Intel® FPGA SDK for OpenCL™ Pro Edition: Programming Guide

ID 683846
Date 12/19/2022
Public
Document Table of Contents

5.10.1. Inferring a Shift Register

The shift register design pattern is a very important design pattern for efficient implementation of many applications on the FPGA. However, the implementation of a shift register design pattern might seem counterintuitive at first.

Consider the following code example:

channel int in, out;

#define SIZE 512
//Shift register size must be statically determinable

__kernel void foo()
{
    int shift_reg[SIZE];
	   //The key is that the array size is a compile time constant

    // Initialization loop
    #pragma unroll
	for (int i=0; i < SIZE; i++)
	{
        //All elements of the array should be initialized to the same value
	    shift_reg[i] = 0;
    }
	
	while(1)
    {
        // Fully unrolling the shifting loop produces constant accesses
        #pragma unroll
        for (int j=0; j < SIZE–1; j++)
	    {
            shift_reg[j] = shift_reg[j + 1];
        } 
        shift_reg[SIZE – 1] = read_channel_intel(in);

        // Using fixed access points of the shift register
        int res = (shift_reg[0] + shift_reg[1]) / 2;

        // ‘out’ channel will have running average of the input channel
        write_channel_intel(out, res);
	}
}

In each clock cycle, the kernel shifts a new value into the array. By placing this shift register into a block RAM, the Intel® FPGA SDK for OpenCL™ Offline Compiler can efficiently handle multiple access points into the array. The shift register design pattern is ideal for implementing filters (for example, image filters like a Sobel filter or time-delay filters like a finite impulse response (FIR) filter).

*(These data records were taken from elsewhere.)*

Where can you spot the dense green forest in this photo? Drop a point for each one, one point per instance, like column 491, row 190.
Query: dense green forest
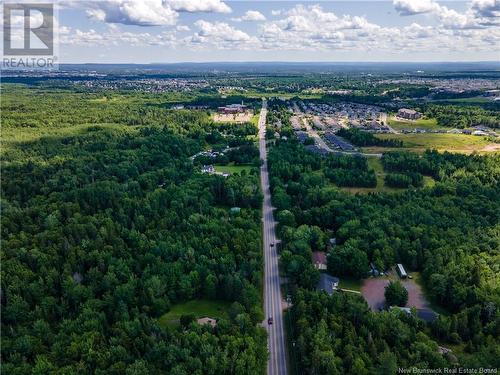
column 449, row 232
column 106, row 224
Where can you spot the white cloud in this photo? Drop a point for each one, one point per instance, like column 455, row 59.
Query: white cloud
column 251, row 16
column 411, row 7
column 481, row 13
column 215, row 6
column 147, row 12
column 220, row 31
column 130, row 12
column 486, row 8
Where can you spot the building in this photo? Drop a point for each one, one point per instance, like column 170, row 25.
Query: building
column 409, row 114
column 207, row 320
column 401, row 271
column 233, row 108
column 319, row 260
column 327, row 283
column 373, row 270
column 208, row 169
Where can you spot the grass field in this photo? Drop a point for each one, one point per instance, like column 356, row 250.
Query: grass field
column 351, row 284
column 375, row 164
column 442, row 142
column 232, row 169
column 476, row 100
column 200, row 308
column 418, row 280
column 422, row 123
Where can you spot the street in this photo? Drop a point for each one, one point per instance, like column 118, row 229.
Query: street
column 272, row 292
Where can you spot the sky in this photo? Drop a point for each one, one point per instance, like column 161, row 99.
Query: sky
column 168, row 31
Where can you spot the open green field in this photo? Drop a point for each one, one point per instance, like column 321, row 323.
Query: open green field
column 375, row 164
column 432, row 304
column 233, row 169
column 475, row 100
column 200, row 308
column 351, row 284
column 460, row 143
column 422, row 123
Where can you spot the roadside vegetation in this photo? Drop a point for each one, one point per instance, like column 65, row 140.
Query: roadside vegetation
column 107, row 225
column 448, row 232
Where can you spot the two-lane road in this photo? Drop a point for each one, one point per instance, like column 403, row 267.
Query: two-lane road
column 272, row 291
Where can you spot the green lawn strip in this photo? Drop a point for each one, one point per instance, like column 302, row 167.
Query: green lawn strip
column 422, row 123
column 200, row 308
column 232, row 169
column 441, row 142
column 350, row 284
column 432, row 304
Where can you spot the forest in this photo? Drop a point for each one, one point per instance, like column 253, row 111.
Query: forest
column 107, row 224
column 450, row 233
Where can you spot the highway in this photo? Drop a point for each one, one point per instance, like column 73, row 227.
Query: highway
column 273, row 307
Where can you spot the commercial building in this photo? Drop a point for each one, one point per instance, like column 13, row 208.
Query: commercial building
column 409, row 114
column 233, row 108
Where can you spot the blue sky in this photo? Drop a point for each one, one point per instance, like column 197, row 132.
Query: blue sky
column 127, row 31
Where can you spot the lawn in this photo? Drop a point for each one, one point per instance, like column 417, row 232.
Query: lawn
column 351, row 284
column 461, row 143
column 375, row 164
column 422, row 123
column 200, row 308
column 233, row 169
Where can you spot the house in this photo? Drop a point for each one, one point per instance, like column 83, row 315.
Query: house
column 409, row 114
column 207, row 321
column 427, row 315
column 208, row 169
column 373, row 270
column 319, row 260
column 401, row 271
column 327, row 283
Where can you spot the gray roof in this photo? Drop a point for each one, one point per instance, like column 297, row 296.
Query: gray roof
column 327, row 283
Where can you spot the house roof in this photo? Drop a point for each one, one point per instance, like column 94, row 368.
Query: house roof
column 318, row 257
column 207, row 320
column 327, row 283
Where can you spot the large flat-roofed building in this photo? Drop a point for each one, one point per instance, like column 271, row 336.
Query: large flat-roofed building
column 233, row 108
column 409, row 114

When implementing a shift register in your kernel code, keep in mind the following key points:

  1. Unroll the shifting loop so that it can access every element of the array.
  2. All access points must have constant data accesses. For example, if you write a calculation in nested loops using multiple access points, unroll these loops to establish the constant access points.
  3. Initialize all elements of the array to the same value. Alternatively, you may leave the elements uninitialized if you do not require a specific initial value.
  4. If some accesses to a large array are not inferable statically, they force the offline compiler to create inefficient hardware. If these accesses are necessary, use __local memory instead of __private memory.
  5. Do not shift a large shift register conditionally. The shifting must occur in very loop iteration that contains the shifting code to avoid creating inefficient hardware.